Abstract

This article presents the growth and development of preprints to help authors, editors, and publishers understand and adopt appropriate strategies for incorporating preprints within their scholarly communication strategies. The article considers: preprint history and evolution, integration of preprints and journals, and the benefits and disadvantages, and challenges that preprints offer. The article discusses the two largest and most established preprint servers, arXiv.org (established in 1991) and SSRN (1994), the OSF (Open Science Foundation) initiative that supported preprint growth (2010), bioRxiv (2013), and medRxiv (2019). It then discusses six different levels of acceptance of preprints within journals: uneasy relationship, acceptance of preprint articles, encouraging authors to preprint their articles, active participation with preprints, submerger by reviewing preprints, and finally merger and overlay models.
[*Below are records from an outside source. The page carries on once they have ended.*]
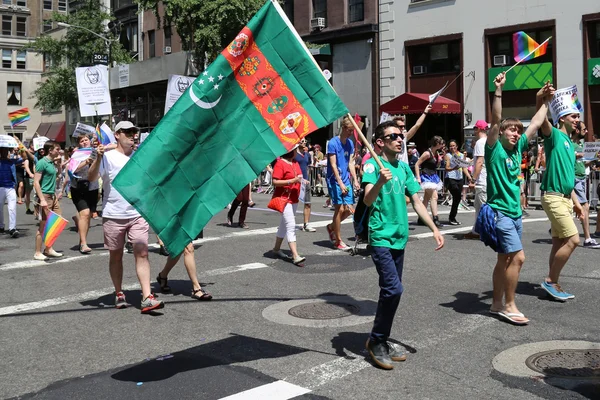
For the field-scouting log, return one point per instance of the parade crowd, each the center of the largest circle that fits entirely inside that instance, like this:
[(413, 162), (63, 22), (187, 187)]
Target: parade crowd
[(494, 172)]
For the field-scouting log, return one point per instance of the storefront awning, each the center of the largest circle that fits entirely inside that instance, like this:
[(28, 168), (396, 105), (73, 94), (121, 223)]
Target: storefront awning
[(53, 131), (415, 103)]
It is notable that most journals now accept submissions that have been posted as preprints. The benefits of preprints include fast circulation, priority publication, increased visibility, community feedback, and contribution to open science. Disadvantages include information overload, inadequate quality assurance, citation dilution, information manipulation and inflation of results. As preprints become mainstream it is likely that they will benefit authors but disadvantage publishers and journals. Authors are encouraged to preprint their own articles but to be cautious about using preprints as the basis for their own research. Editors are encouraged to develop preprint policies and be aware that double-blind review is not possible with preprinting of articles and that allowing citations to preprints is to be encouraged. In conclusion, journal-related stakeholders should consider preprints as an unavoidable development, taking into consideration both the benefits and disadvantages.